Dehors, il y a la rue Alban-Berg, une rue du type province paisible, un jardin qui se résume à un carré d’herbe sèche ( on se fiche d’y planter des fleurettes), une école où les trois filles, Ingrid, Chloé et la narratrice obtiennent de bons résultats et savent recadrer en douceur un psychologue scolaire, il y a d’interminables vacances avec grands-parents, et privation des corps. C’est n’importe où , et presque n’importe quand, seul un 1967 balise une année de naissance.
Dans le récit passe fugitivement une assistante sociale alertée, qui s’inquiète « de certains dysfonctionnements dans votre famille ». Elle veut sans doute parler de l’inceste généralisé et enthousiaste, mère et filles saillies, du père bisexuel, ect. Une assistante sociale doit sommeiller parfois dans la critique littéraire, lorsque par exemple l’une d’elle indique que , bien sûr, on pense à Outreau. Au contraire, on n’y pense pas du tout. Justement pas ! Et les contes, peuplés de loups, gouffres obscurs, pics infranchissables, mutations soudaines ne sont pas aseptisés ( même si Walt Disney a fait de son mieux). C’est bien pour cela qu’on les lit toujours..

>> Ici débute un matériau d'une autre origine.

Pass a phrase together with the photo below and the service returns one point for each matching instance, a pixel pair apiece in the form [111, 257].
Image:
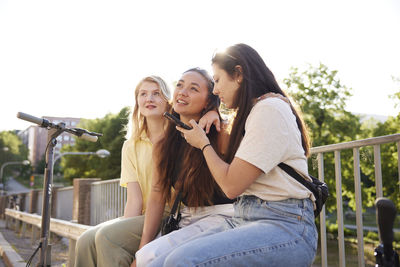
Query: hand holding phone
[176, 121]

La fantasmagorie des désirs a la légèreté d’une bulle qui n’en finit pas de flotter dans le soleil. Sur le carrelage vert aqueux du hall, sur la longue table vernie du salon, passent quelques mots de Sade, quelques ombres de Wedekind, peut-être. Mais la bulle disparaît. Lorsque « en plein champ au milieu d’une plaine immense », deux flèches de cathédrale en fond, la narratrice fort occupée avec Pierre Peloup entrevoit un autre monde possible, sans nom, une impression, loin de « ce plaisir familial qui n’était ni haut, ni fin, ni mystérieux, mais qui n’était pas son contraire non plus. Qui était large, doux, glacial et puissant ». Elle a grandi. Et prend la route ; les trois sœurs vont partir, laissant leur mère en état de langueur. Vers quel monde, quelle fin de récit possible ? Une errance allusive, et peut-être ici, un crochet par un autre conte de Grimm, Unœil, Deuxyeux, Troisyeux, le regard particulier de l’enfant du milieu qui a reçu un don, celui des mots. Est-ce de là qu’elle tire sa force singulière, de Rome au lac Majeur, dont la surface sombre évoque la table de l’enfance ? Qu’elle dit : « Longtemps, j’ai été privée de sentiments » ? Avant de trouver, dans un buffet d’une gare qui vaut celle de Dali à Perpignan, une formidable cohérence au monde.
Ici et là, des lecteurs pressés, ou bien étanches à la magie des histoires, ont demandé , à la stupéfaction d’Anne Serre, si elle faisait l’apologie de l’inceste. Elle, partie d’une phrase – la toute première – filtrant ses mots pour ne garder que le « vivant » , et qui en réfléchissant, dit qu’il s’agissait peut-être, en passant par la rue Alban-Berg, de retrouver « la naissance de la littérature ».

Petite table, sois mise !,Anne Serre, éditions Verdier, 58 pages, 6,80 €.